{Reference Type}: Journal Article {Title}: A Risk-Adapted Approach to Patients with Stage I Seminoma according to the Status of Rete Testis: The Fourth Spanish Germ Cell Cancer Group Study. {Author}: Aparicio J;Sánchez-Muñoz A;Gumà J;Domenech M;Meana JA;García-Sánchez J;Bastús R;Gironés R;González-Billalabeitia E;Sagastibelza N;Ochenduszko S;Sánchez A;Terrasa J;Germà-Lluch JR;García Del Muro X; ; {Journal}: Oncology {Volume}: 95 {Issue}: 1 {Year}: 2018 {Factor}: 3.734 {DOI}: 10.1159/000487438 {Abstract}: OBJECTIVE: The aim of this study was to assess a risk-adapted strategy for stage I seminoma guided by the presence of rete testis invasion.

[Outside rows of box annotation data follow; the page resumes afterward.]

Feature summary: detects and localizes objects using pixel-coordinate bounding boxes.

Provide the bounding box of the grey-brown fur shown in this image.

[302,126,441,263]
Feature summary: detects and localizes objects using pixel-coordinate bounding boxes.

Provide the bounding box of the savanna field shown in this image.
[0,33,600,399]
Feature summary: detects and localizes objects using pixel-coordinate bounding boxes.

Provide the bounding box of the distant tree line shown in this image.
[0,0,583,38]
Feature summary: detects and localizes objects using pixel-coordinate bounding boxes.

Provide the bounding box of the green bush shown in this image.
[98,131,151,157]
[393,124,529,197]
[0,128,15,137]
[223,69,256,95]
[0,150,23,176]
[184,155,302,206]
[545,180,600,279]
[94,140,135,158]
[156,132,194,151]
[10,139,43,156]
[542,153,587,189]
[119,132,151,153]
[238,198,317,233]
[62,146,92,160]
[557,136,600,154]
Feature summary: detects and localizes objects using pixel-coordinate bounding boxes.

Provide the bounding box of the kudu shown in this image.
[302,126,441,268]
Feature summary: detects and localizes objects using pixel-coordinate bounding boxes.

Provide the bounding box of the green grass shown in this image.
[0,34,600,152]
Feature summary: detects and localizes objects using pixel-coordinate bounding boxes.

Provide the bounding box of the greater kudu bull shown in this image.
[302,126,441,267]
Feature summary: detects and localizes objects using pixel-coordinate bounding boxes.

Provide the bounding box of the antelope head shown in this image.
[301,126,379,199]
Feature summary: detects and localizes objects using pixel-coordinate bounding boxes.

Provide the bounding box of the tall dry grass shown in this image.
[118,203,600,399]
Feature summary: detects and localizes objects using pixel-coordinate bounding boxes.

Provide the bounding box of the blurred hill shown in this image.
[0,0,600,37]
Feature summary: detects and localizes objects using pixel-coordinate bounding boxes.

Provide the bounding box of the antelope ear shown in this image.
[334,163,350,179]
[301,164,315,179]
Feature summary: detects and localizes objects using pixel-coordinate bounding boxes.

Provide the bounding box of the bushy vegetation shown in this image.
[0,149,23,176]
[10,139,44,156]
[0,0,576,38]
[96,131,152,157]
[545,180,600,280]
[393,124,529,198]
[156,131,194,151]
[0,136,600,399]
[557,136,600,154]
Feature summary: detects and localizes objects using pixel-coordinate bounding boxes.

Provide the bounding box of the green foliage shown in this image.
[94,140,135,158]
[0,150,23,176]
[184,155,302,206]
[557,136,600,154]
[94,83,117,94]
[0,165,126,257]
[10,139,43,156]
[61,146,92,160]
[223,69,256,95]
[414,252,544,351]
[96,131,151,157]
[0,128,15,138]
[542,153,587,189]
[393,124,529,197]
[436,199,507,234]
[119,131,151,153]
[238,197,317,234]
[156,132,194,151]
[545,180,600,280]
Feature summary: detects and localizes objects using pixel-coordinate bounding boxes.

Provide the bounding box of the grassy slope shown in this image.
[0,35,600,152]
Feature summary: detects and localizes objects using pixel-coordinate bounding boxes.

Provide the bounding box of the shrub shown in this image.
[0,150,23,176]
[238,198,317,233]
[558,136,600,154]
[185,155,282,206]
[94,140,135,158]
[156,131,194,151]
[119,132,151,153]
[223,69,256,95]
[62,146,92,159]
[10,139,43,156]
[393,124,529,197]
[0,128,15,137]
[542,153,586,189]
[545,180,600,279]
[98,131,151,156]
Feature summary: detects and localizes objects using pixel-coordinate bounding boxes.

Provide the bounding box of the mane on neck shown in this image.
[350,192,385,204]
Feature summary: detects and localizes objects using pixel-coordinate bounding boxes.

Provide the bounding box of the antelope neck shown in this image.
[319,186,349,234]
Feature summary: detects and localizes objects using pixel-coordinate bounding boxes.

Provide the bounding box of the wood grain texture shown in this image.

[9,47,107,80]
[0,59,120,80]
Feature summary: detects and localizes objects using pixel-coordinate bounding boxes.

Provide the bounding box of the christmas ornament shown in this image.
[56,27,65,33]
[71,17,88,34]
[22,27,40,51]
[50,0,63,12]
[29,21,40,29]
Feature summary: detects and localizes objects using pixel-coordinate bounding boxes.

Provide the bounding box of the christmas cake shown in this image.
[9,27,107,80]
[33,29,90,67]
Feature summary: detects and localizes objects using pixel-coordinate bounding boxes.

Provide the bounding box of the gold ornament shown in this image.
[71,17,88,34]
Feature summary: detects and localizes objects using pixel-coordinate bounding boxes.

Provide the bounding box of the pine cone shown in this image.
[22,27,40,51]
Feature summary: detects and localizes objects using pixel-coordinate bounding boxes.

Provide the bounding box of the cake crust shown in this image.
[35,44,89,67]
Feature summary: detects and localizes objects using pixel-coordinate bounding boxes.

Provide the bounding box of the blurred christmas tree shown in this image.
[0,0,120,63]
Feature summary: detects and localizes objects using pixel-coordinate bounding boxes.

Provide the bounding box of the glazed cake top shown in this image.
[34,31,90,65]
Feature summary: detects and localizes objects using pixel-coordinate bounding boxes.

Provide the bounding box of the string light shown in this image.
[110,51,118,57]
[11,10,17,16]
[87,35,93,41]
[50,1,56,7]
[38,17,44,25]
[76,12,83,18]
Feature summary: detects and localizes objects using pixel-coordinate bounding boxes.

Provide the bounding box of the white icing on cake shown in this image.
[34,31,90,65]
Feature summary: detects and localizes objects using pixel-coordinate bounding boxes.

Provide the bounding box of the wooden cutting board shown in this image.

METHODS: Between January 2013 and December 2015, a total of 135 consecutive patients with stage I seminoma from 18 Spanish tertiary hospitals were included in a prospective multicenter study. Median patient age was 38 years (range 22-60). Preoperative beta-human chorionic gonadotropin was elevated in 9.6% of patients. Rete testis invasion was present in 47.4% of patients. After orchiectomy, subjects with rete testis invasion were treated with 2 courses of adjuvant carboplatin (area under the curve of 7, with 21-day interval). Those without this risk factor were managed by surveillance. Disease-free survival (DFS) and overall survival (OS) were estimated with the Kaplan-Meier method.
RESULTS: After a median follow-up time of 33 months, only 6 relapses were recorded (5 on surveillance, 1 after carboplatin). These cases were rescued with BEP or EP chemotherapy, and all 135 patients are currently disease free without sequelae. Three-year DFS was 92.0 and 98.2% for patients on surveillance and after carboplatin, respectively. Three-year OS was 100%.
CONCLUSIONS: A risk-adapted approach based on rete testis invasion as a single risk factor is feasible and yielded an excellent outcome with a 3-year DFS of 94.9%.